Bir süre ilerledikten sonra ahıra varmıştım. Hemen içeri girdim ve Pyrkagias'a doğru ilerlemeye başladım. Yanına geldiğimde ''Merhaba dostum. Beni özlemiş olmalısın. İşte şekerlerin.'' diyerek cebimden çıkardığım şekerleri ata uzattım. Pyrkagias şekerleri bitirdikten sonra mutlulukla kişnedi. Ardından başını okşadım ve Okçuluk Alanına doğru ilerlemeye başladım.

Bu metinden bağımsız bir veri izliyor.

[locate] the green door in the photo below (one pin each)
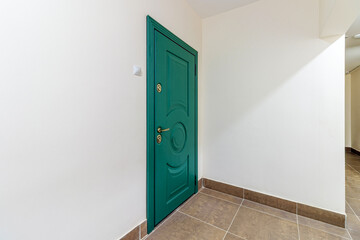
(171, 122)
(175, 179)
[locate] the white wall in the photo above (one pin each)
(348, 110)
(274, 103)
(355, 109)
(72, 142)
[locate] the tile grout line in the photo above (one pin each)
(233, 219)
(353, 168)
(353, 210)
(257, 210)
(169, 216)
(221, 198)
(201, 221)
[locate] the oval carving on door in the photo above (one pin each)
(178, 137)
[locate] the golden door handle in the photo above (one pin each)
(163, 130)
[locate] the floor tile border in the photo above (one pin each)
(322, 215)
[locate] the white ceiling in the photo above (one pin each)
(352, 59)
(207, 8)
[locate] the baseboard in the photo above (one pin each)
(139, 232)
(200, 183)
(355, 151)
(326, 216)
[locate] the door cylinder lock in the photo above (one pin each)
(158, 138)
(158, 87)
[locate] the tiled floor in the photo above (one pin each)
(211, 215)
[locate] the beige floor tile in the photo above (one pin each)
(211, 210)
(272, 211)
(251, 224)
(181, 227)
(308, 233)
(341, 232)
(352, 192)
(230, 236)
(221, 195)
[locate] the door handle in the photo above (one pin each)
(163, 130)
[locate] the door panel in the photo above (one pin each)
(175, 174)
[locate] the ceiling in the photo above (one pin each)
(352, 56)
(207, 8)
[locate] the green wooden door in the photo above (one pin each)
(175, 110)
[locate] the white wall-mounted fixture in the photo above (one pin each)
(137, 70)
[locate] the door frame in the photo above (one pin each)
(153, 26)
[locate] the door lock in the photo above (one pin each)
(158, 87)
(158, 138)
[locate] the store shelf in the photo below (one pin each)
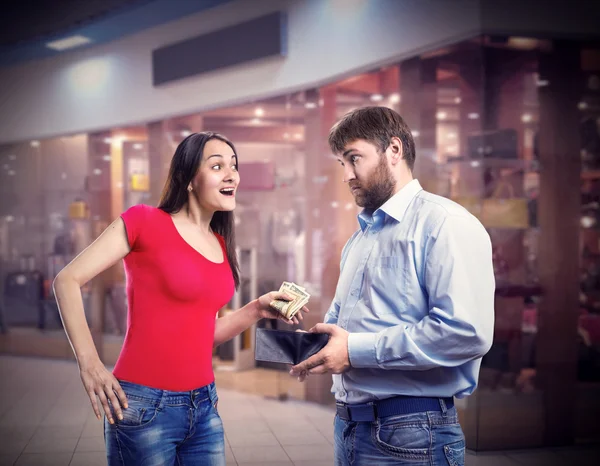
(512, 290)
(495, 162)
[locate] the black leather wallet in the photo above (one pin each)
(287, 347)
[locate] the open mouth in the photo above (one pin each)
(227, 191)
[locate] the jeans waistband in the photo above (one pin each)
(395, 406)
(159, 396)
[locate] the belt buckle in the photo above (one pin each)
(343, 411)
(374, 407)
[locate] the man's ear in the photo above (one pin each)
(395, 150)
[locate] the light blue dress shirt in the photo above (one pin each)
(416, 293)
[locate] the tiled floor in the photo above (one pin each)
(45, 419)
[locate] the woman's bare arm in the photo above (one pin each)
(110, 247)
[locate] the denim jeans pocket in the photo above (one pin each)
(410, 441)
(214, 397)
(455, 453)
(138, 414)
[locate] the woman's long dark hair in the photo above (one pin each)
(184, 166)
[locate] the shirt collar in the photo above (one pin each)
(395, 207)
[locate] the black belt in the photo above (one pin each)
(395, 406)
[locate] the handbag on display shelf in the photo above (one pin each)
(510, 212)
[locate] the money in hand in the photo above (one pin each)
(290, 308)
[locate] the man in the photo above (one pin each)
(413, 310)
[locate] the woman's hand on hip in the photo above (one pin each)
(99, 382)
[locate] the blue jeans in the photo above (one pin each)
(166, 428)
(412, 439)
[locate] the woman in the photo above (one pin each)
(160, 401)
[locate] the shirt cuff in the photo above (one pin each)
(361, 349)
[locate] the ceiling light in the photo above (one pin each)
(68, 43)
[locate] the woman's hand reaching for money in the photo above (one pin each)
(265, 311)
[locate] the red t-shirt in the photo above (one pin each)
(173, 294)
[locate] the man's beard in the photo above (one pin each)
(378, 189)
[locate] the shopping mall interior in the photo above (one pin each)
(505, 112)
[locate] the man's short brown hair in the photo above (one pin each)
(377, 125)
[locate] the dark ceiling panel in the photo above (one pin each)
(28, 20)
(26, 26)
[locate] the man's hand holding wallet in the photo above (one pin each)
(333, 358)
(287, 347)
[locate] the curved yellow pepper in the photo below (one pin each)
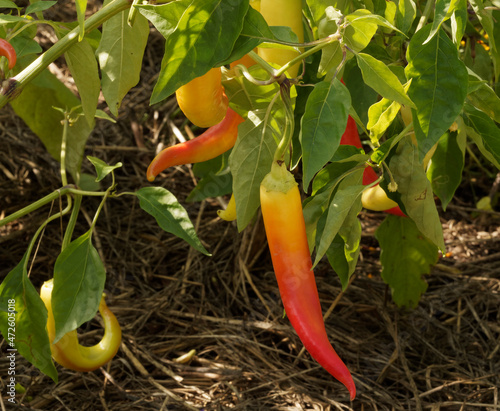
(283, 13)
(68, 352)
(203, 100)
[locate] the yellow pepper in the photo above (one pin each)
(203, 100)
(68, 352)
(229, 214)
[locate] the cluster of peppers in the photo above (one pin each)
(279, 194)
(205, 104)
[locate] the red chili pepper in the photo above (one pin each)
(8, 51)
(286, 235)
(351, 137)
(213, 142)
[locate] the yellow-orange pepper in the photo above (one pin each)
(203, 100)
(68, 352)
(229, 214)
(286, 235)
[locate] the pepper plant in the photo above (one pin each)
(417, 81)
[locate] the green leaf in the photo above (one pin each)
(120, 55)
(484, 98)
(8, 4)
(79, 277)
(246, 96)
(83, 67)
(328, 176)
(252, 157)
(343, 253)
(380, 117)
(359, 32)
(87, 183)
(416, 191)
(39, 6)
(215, 179)
(254, 29)
(445, 169)
(362, 96)
(459, 22)
(34, 106)
(331, 55)
(7, 18)
(324, 185)
(438, 87)
(380, 78)
(169, 214)
(104, 116)
(195, 40)
(443, 10)
(322, 125)
(484, 132)
(25, 46)
(489, 23)
(102, 168)
(406, 255)
(361, 16)
(31, 338)
(405, 15)
(347, 197)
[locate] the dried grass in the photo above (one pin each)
(443, 355)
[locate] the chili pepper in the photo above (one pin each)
(8, 51)
(68, 352)
(203, 100)
(229, 214)
(373, 198)
(286, 235)
(212, 143)
(351, 135)
(283, 13)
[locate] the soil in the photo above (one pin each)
(171, 300)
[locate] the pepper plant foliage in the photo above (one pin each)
(419, 79)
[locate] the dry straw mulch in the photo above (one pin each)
(170, 300)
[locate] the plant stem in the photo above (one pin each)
(425, 15)
(40, 230)
(47, 199)
(43, 61)
(72, 222)
(305, 54)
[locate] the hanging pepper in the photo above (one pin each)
(213, 142)
(68, 352)
(8, 51)
(203, 100)
(283, 13)
(373, 198)
(229, 214)
(286, 235)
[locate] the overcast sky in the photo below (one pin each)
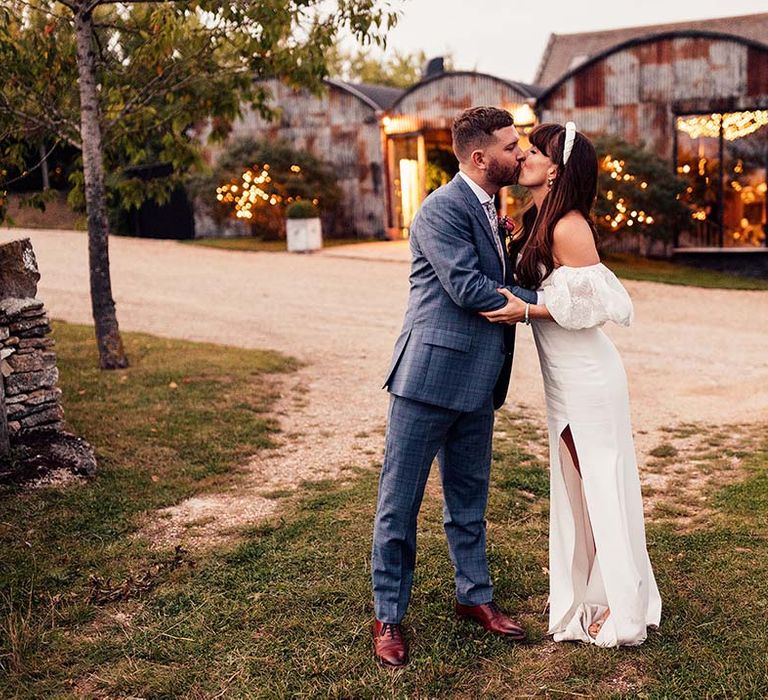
(507, 38)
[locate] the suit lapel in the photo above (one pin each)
(477, 209)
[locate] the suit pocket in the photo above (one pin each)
(446, 339)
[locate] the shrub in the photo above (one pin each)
(302, 209)
(637, 192)
(255, 181)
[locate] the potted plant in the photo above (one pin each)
(302, 227)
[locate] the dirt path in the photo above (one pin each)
(692, 355)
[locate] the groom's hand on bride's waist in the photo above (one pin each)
(512, 312)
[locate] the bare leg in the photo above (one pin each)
(596, 626)
(568, 440)
(567, 437)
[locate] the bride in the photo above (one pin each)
(602, 588)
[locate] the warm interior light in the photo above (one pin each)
(409, 189)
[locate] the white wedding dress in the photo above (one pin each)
(597, 550)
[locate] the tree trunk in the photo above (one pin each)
(111, 352)
(5, 445)
(44, 168)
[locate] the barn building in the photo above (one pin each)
(696, 93)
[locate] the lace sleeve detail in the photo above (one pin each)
(585, 297)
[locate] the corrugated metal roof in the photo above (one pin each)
(565, 51)
(377, 96)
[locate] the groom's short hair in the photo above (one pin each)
(474, 128)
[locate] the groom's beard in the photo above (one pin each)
(502, 175)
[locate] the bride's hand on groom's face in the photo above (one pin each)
(512, 312)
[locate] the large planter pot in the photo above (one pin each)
(303, 235)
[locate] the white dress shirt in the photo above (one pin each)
(484, 197)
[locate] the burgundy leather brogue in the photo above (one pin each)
(389, 644)
(492, 619)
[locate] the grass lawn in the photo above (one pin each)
(88, 611)
(635, 267)
(257, 245)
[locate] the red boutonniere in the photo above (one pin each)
(507, 229)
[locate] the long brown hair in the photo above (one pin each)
(574, 188)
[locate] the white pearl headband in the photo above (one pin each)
(570, 137)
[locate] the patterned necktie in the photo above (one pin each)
(493, 220)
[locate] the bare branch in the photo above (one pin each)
(32, 169)
(46, 11)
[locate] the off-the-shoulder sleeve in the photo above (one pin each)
(584, 297)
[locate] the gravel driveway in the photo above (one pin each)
(692, 355)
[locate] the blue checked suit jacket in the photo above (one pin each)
(447, 354)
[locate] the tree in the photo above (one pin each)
(255, 181)
(123, 83)
(637, 192)
(397, 70)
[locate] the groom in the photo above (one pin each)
(450, 370)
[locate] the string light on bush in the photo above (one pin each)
(735, 125)
(256, 189)
(622, 215)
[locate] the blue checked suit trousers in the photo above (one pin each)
(447, 370)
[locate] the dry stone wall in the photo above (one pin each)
(28, 366)
(33, 441)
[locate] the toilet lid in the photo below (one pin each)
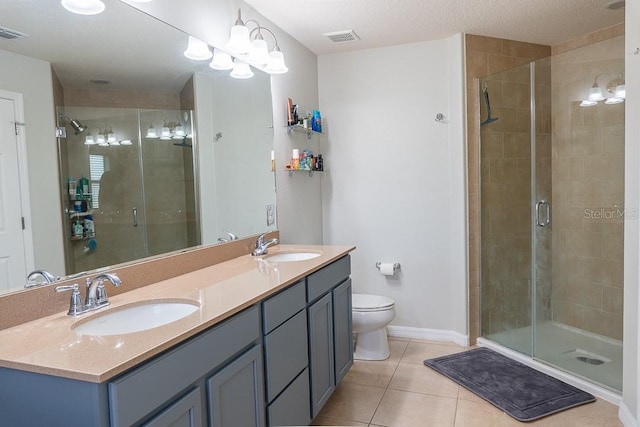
(364, 302)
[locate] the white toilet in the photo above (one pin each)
(371, 315)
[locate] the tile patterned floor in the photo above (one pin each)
(401, 391)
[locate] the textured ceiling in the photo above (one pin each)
(391, 22)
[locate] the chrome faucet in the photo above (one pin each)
(261, 245)
(227, 239)
(96, 294)
(48, 278)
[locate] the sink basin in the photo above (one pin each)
(135, 318)
(292, 256)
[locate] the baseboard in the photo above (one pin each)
(428, 334)
(626, 417)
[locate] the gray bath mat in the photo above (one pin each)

Okçuluk alanına vardığımda tam düşündüğüm gibi bir yer ile karşılaştım. Birçok melez kuklaların önünde durmuş ve kuklaları ok yağmuruna tutuyordu. Yani tam bana göre bir yerdi. Annem ile gittiğimiz atış poligonlarına benziyordu. Hızlıca kimsenin nişan almadığı bir kuklanın karşısına geçtim. Yanımdaki meleze ''Kolay gelsin.'' dedim ve kolyemdeki mermileri çıkarttım. Hemen düğmelerine bastım ve güzelim yayım oluştu. Sırtımda iki adet ok torbası vardı. Biri normal okların bulunduğu torbaydı. Diğeri ise babamın hediye ettiği torba. Hızlıca elimi arkaya attım ve normal torbadan bir ok çekip kuklaya doğru fırlattım. Kuklanın tam kalbine saplanmıştı. Ama bu beni tatmin etmemişti. Tam kafasından vurmalıydım. Elimi tekrar torbaya attım ve bir kez daha ok fırlattım. Gittikçe hedefe yaklaşıyordum. O kadar hırslanmıştım ki ard arda oklar atmaya başladım. Okları kontrol etmiyordum artık. En son bir ok daha çektim ve bu okuda fırlattım. Bu sefer tam hedefini tutturmuştum. Kuklayı kafasından vurmuştum. Ama bir sorun vardı. Kuklanın kafası yerinde yoktu ve kafasının yerinde alevler vardı. ''Lanet olsun.'' diye söylendikten sonra hemen bir kova su aldım ve kuklanın üzerine attım. Buradan bir ders öğrenmiştim. Normal ok torbası ile babamın ok torbası ya yana durmamalıydı. Bu yüzden babamın ok torbasını sırtıma, normal ok torbasını ise kemerime astım. Birdaha bunları karıştırmayacaktım.